Public comment is now being accepted on a large landscape restoration project proposed on Green Ridge near Sisters.
Green Ridge has experienced decades of clear-cutting, fire exclusion, disease and intensive tree farming which have altered the structure of the natural vegetation.
“It would be a dry forest restoration, dry pine restoration. It would be a variable density thin,” said Ian Reid, Sisters District Ranger. “There would be some habitat improvement for mule deer. Of course, they like early seral habitats, so opening up that stand and a reduction of fire risk.”

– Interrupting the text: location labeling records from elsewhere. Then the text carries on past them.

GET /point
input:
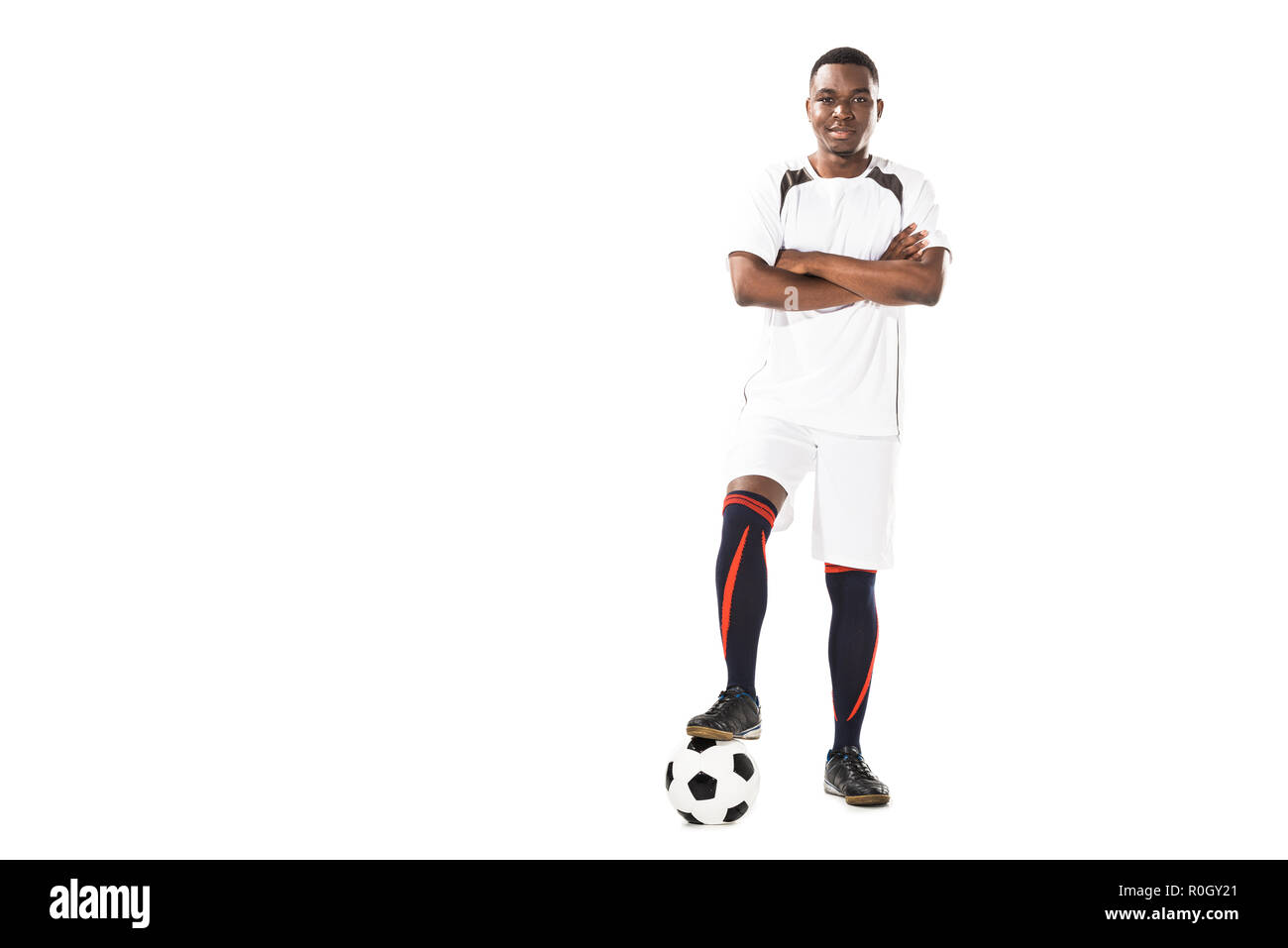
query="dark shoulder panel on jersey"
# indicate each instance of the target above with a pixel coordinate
(790, 180)
(887, 180)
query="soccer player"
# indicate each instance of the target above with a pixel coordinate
(832, 248)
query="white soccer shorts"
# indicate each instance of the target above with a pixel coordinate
(853, 484)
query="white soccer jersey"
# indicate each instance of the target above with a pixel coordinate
(838, 369)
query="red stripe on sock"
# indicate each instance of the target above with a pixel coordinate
(876, 638)
(763, 509)
(726, 605)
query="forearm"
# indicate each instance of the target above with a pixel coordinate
(777, 288)
(890, 282)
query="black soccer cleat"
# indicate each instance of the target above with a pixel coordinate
(849, 776)
(734, 715)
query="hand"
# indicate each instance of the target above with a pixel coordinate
(793, 261)
(906, 245)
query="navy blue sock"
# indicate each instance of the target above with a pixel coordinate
(851, 648)
(742, 586)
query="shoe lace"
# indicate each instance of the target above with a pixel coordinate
(725, 697)
(854, 766)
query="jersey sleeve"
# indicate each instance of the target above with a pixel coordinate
(758, 226)
(923, 211)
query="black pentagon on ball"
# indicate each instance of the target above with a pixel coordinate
(702, 786)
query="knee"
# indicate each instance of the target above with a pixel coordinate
(767, 487)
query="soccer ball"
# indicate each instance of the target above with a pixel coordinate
(711, 781)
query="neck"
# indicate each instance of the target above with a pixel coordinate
(832, 165)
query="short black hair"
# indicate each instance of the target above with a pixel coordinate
(845, 55)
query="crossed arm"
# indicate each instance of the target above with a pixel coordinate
(907, 273)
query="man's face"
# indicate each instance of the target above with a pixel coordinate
(842, 107)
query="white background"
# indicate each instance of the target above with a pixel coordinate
(366, 375)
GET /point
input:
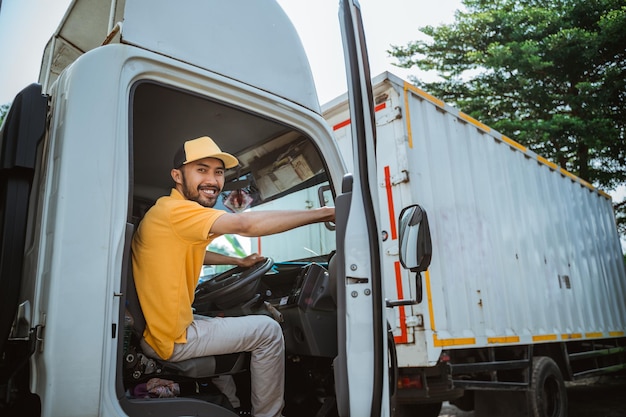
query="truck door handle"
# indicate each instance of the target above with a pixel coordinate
(397, 303)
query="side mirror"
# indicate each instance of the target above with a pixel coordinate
(415, 245)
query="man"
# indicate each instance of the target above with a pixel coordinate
(169, 250)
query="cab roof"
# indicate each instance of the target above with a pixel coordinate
(250, 41)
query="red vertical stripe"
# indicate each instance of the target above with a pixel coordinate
(392, 213)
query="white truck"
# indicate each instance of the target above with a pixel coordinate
(86, 150)
(527, 286)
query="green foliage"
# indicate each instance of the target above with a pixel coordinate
(4, 109)
(550, 74)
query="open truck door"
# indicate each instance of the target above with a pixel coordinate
(361, 364)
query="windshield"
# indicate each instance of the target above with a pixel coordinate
(289, 176)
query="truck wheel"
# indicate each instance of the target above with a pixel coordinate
(548, 397)
(421, 410)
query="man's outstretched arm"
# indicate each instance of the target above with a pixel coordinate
(213, 258)
(263, 223)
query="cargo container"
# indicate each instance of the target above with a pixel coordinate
(526, 287)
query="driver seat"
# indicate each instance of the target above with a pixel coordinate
(205, 367)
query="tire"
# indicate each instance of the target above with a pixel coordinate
(418, 410)
(547, 396)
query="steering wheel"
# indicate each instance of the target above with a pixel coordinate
(233, 287)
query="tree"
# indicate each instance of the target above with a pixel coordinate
(551, 74)
(4, 109)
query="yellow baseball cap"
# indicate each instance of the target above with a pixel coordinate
(202, 147)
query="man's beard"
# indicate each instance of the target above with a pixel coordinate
(199, 197)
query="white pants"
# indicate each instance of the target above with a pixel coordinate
(260, 335)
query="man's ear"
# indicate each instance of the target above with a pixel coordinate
(176, 176)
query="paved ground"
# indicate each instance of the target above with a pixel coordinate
(595, 397)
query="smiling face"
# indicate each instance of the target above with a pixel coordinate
(200, 181)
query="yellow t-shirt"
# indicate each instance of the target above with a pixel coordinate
(168, 253)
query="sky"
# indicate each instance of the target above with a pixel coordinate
(27, 25)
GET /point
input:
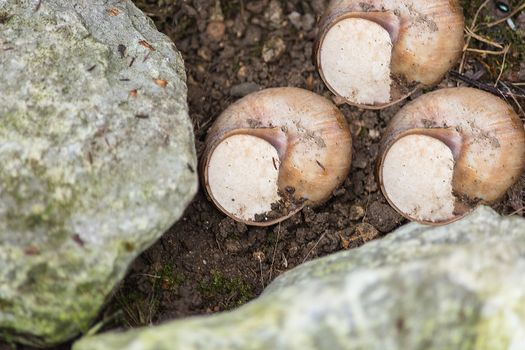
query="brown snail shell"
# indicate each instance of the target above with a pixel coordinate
(273, 152)
(448, 151)
(375, 53)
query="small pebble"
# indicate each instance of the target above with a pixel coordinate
(243, 89)
(357, 212)
(366, 232)
(273, 49)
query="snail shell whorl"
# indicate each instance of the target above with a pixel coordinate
(426, 39)
(309, 133)
(485, 137)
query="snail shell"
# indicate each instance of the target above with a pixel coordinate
(273, 152)
(375, 53)
(448, 151)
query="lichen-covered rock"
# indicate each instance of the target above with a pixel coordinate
(96, 157)
(453, 287)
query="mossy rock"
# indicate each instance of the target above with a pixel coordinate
(453, 287)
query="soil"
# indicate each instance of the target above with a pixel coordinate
(207, 262)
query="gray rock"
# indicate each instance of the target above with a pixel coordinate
(459, 286)
(97, 157)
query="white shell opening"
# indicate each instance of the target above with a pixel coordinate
(242, 176)
(355, 61)
(417, 176)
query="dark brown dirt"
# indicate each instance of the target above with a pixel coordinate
(207, 262)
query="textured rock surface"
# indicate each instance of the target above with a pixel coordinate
(96, 157)
(454, 287)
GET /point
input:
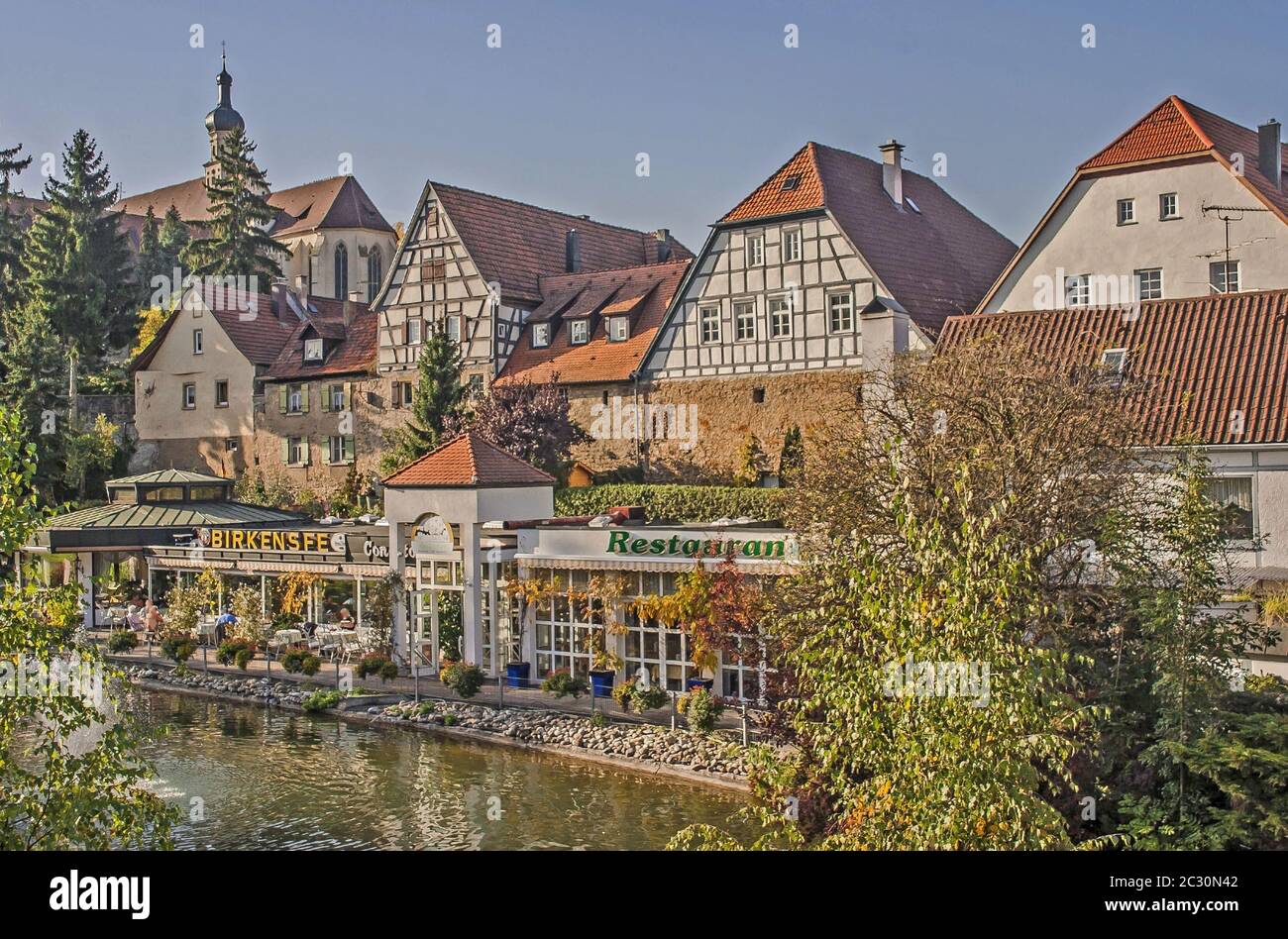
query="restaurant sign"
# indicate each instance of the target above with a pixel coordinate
(284, 541)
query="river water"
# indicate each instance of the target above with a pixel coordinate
(252, 777)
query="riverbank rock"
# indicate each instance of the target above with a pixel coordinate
(645, 742)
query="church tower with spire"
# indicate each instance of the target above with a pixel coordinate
(223, 120)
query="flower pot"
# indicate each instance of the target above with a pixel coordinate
(601, 682)
(516, 674)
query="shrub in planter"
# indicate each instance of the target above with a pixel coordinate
(700, 710)
(230, 650)
(300, 661)
(121, 640)
(178, 650)
(321, 701)
(463, 678)
(562, 682)
(622, 694)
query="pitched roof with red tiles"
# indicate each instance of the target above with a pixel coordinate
(1176, 130)
(935, 261)
(643, 294)
(1173, 132)
(468, 460)
(1212, 368)
(250, 322)
(515, 244)
(352, 351)
(334, 202)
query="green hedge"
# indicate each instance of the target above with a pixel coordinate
(675, 502)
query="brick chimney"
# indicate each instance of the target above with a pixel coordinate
(572, 252)
(1269, 154)
(892, 169)
(664, 244)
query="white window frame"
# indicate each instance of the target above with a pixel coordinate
(1081, 295)
(786, 311)
(849, 312)
(797, 239)
(743, 314)
(708, 316)
(1140, 291)
(1225, 275)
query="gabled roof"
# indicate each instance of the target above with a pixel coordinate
(1172, 132)
(935, 261)
(468, 460)
(353, 355)
(259, 337)
(515, 244)
(643, 294)
(1210, 367)
(335, 202)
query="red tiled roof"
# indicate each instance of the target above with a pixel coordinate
(1177, 129)
(253, 327)
(643, 292)
(515, 244)
(469, 460)
(935, 261)
(1214, 368)
(335, 202)
(355, 355)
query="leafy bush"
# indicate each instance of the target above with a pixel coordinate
(230, 651)
(463, 678)
(300, 661)
(121, 640)
(674, 501)
(321, 701)
(562, 682)
(700, 710)
(178, 650)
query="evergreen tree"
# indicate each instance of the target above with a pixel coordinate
(436, 402)
(11, 235)
(77, 261)
(239, 214)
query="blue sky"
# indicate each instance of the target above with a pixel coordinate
(557, 115)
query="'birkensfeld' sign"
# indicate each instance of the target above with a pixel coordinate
(686, 547)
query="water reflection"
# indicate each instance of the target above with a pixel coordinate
(282, 781)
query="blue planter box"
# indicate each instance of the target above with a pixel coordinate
(601, 682)
(516, 674)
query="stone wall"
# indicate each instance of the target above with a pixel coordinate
(707, 420)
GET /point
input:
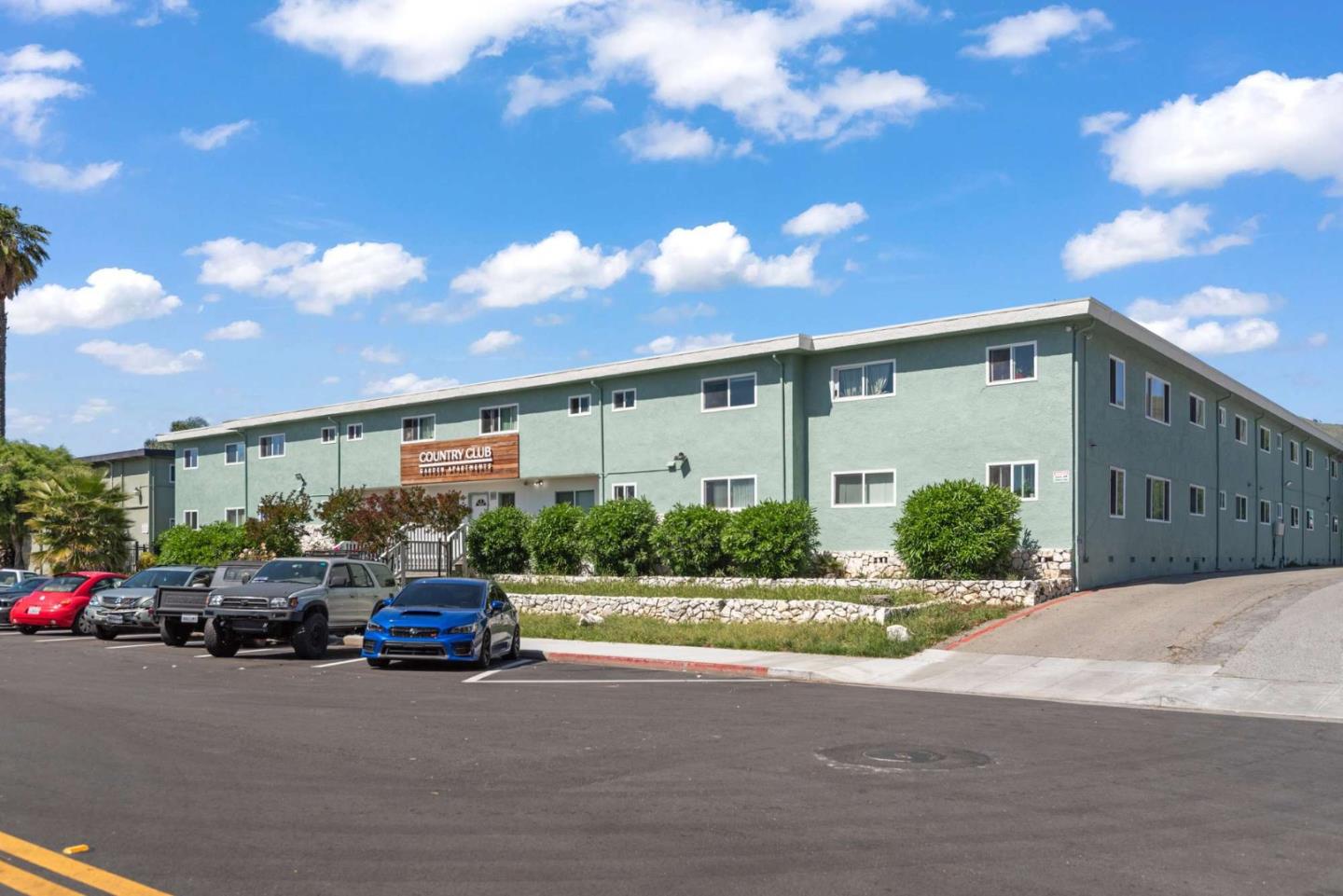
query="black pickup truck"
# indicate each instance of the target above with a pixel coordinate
(179, 610)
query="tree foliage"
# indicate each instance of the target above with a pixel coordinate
(958, 530)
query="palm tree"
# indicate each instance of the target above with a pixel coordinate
(78, 521)
(23, 249)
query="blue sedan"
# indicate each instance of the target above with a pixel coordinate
(467, 621)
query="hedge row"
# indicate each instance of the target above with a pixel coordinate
(771, 539)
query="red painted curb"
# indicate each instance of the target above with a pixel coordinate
(643, 663)
(1019, 614)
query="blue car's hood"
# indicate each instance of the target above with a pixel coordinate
(427, 617)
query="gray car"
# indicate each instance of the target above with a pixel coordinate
(131, 607)
(301, 600)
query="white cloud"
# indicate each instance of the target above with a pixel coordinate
(1031, 33)
(494, 341)
(50, 175)
(110, 297)
(342, 274)
(824, 219)
(533, 273)
(381, 355)
(408, 383)
(90, 410)
(1147, 235)
(668, 344)
(235, 332)
(141, 357)
(214, 137)
(1266, 122)
(716, 255)
(1180, 322)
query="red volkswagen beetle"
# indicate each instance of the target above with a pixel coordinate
(61, 602)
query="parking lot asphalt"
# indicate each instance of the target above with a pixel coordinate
(268, 774)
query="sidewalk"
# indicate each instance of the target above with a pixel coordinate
(1091, 682)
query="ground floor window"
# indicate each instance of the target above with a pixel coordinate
(1017, 477)
(577, 497)
(729, 493)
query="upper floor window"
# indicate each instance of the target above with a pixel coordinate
(1158, 399)
(418, 429)
(726, 393)
(271, 445)
(863, 380)
(498, 420)
(1116, 381)
(1012, 363)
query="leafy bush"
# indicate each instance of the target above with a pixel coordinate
(689, 540)
(772, 539)
(497, 542)
(554, 543)
(616, 536)
(958, 530)
(207, 545)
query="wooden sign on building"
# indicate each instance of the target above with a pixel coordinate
(485, 457)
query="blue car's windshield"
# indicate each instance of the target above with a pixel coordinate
(450, 595)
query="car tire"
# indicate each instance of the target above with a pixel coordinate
(173, 633)
(219, 642)
(309, 639)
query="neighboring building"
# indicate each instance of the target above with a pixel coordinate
(146, 476)
(1131, 456)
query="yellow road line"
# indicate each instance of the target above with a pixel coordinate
(76, 871)
(21, 881)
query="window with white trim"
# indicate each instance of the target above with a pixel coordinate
(418, 429)
(1010, 363)
(1197, 500)
(863, 488)
(270, 447)
(729, 493)
(498, 420)
(851, 381)
(1156, 399)
(1158, 500)
(1017, 477)
(1197, 410)
(727, 393)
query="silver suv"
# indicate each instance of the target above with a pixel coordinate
(301, 600)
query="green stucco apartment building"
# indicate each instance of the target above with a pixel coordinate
(1132, 457)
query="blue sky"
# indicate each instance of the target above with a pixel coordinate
(379, 195)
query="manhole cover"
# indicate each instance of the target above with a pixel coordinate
(901, 758)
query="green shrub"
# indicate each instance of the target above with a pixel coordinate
(616, 536)
(497, 542)
(772, 539)
(958, 530)
(207, 545)
(552, 540)
(689, 540)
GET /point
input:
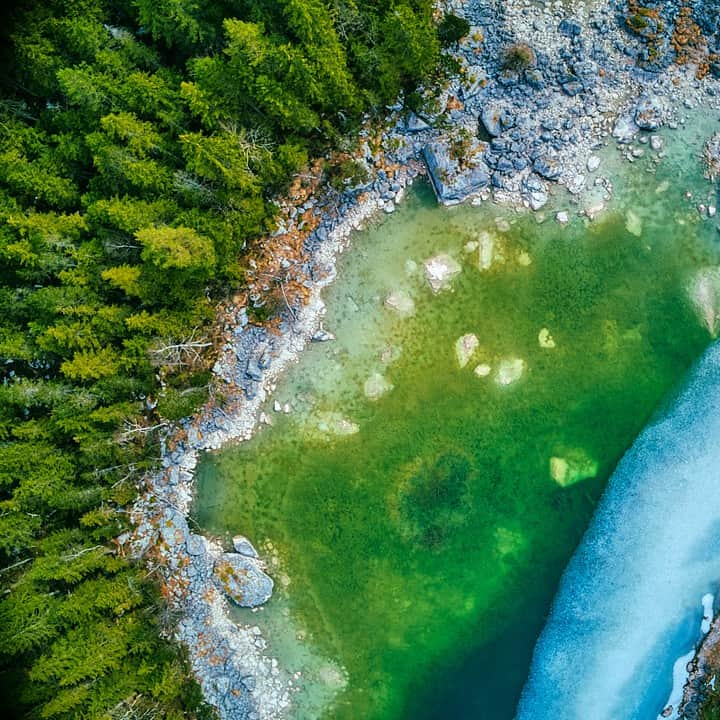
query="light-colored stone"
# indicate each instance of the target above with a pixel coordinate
(633, 223)
(401, 302)
(440, 271)
(572, 467)
(510, 370)
(376, 386)
(482, 370)
(545, 339)
(465, 348)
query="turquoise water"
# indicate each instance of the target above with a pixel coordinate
(417, 514)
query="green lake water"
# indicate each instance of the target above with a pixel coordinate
(416, 539)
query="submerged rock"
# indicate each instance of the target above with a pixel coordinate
(572, 467)
(633, 223)
(243, 546)
(243, 580)
(486, 250)
(711, 157)
(333, 423)
(465, 348)
(376, 386)
(545, 339)
(401, 302)
(705, 295)
(482, 370)
(440, 271)
(510, 370)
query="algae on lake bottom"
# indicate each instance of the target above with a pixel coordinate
(420, 509)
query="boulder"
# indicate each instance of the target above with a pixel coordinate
(440, 271)
(465, 348)
(322, 336)
(704, 294)
(413, 123)
(376, 386)
(573, 466)
(534, 192)
(401, 302)
(510, 370)
(593, 163)
(633, 223)
(649, 112)
(569, 28)
(545, 339)
(491, 118)
(243, 579)
(625, 129)
(548, 167)
(243, 546)
(453, 180)
(711, 157)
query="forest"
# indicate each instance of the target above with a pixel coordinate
(141, 145)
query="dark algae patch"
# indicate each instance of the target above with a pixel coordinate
(421, 531)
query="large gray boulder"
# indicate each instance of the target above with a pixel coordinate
(649, 112)
(243, 580)
(455, 179)
(625, 129)
(534, 192)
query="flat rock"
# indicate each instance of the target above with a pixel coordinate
(440, 271)
(243, 580)
(243, 546)
(575, 465)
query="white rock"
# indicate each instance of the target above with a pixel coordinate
(593, 163)
(594, 210)
(575, 184)
(633, 223)
(401, 302)
(545, 339)
(440, 271)
(510, 370)
(656, 142)
(465, 348)
(486, 250)
(482, 370)
(376, 386)
(524, 259)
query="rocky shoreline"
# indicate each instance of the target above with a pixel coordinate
(499, 133)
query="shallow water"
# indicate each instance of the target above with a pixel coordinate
(417, 557)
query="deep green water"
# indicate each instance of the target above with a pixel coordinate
(418, 556)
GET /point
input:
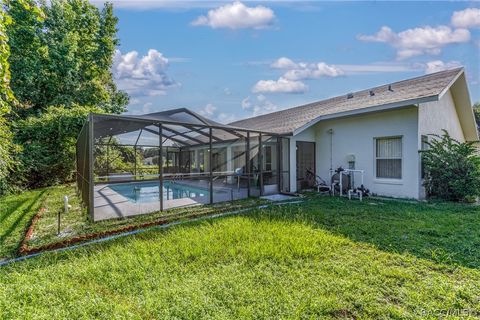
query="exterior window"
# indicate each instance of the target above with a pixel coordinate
(424, 147)
(388, 158)
(268, 158)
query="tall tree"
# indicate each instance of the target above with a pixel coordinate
(65, 59)
(7, 98)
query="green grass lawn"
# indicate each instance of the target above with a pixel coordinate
(15, 214)
(325, 258)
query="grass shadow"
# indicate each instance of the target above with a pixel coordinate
(21, 212)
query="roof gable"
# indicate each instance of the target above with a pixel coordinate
(397, 94)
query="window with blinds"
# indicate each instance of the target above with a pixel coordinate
(388, 158)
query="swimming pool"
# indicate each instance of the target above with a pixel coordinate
(141, 192)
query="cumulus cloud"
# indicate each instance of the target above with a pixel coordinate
(210, 111)
(313, 71)
(142, 76)
(294, 72)
(419, 41)
(282, 85)
(468, 18)
(236, 15)
(439, 65)
(258, 105)
(304, 70)
(284, 63)
(226, 117)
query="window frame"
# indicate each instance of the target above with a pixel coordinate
(375, 158)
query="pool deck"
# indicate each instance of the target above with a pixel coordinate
(109, 204)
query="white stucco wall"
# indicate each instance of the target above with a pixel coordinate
(355, 135)
(437, 115)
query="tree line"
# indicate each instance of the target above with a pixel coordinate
(55, 68)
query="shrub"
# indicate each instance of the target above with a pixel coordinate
(452, 169)
(48, 146)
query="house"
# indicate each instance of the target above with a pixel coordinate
(378, 130)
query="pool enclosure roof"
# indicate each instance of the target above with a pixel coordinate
(110, 149)
(182, 127)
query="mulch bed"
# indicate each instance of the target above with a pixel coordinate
(25, 249)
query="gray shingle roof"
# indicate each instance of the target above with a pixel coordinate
(287, 121)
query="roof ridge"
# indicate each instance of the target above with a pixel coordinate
(458, 69)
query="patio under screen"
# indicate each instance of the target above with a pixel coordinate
(124, 161)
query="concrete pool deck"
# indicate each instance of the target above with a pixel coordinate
(109, 204)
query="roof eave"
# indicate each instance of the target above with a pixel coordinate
(377, 108)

The draft plan to restore this 25,000-acre area about 10 miles north of Sisters calls for prescribed fires to remove shade-tolerant trees such as grand fir and white fir, accelerating the development of large, fire-resistant trees.
“What we see today is a lot of shade-tolerant species, a lot of continuity in the stand vertically from the ground all the way to the over-story canopy,” said Andrew Myrha, Forest Service fuels specialist. “A lot of these trees would have been eliminated by that frequent low-intensity fire.”
Proposed treatments would vary in different areas, based on site-specific conditions and wildlife needs.
“What I look for in owl habitat is grand fir and white fir that’s going to fall down and provide that large structure on the ground,” said a tour participant.
“The intention there is to maintain the canopy cover for spotted owls to persist in those stands for purposes of dispersal,” replied John DeLuca, Forest Service wildlife biologist.
The project proposes a variety of treatments including prescribed burning, road closures and a trail reroute.
Four alternatives were considered to meet the purpose and need of the project.
“Some of these areas we’d like to keep them intact in the manner they are in right now. We are in favor of closing some of the roads in these areas,” said Corey Heath, Oregon Department of Fish & Wildlife.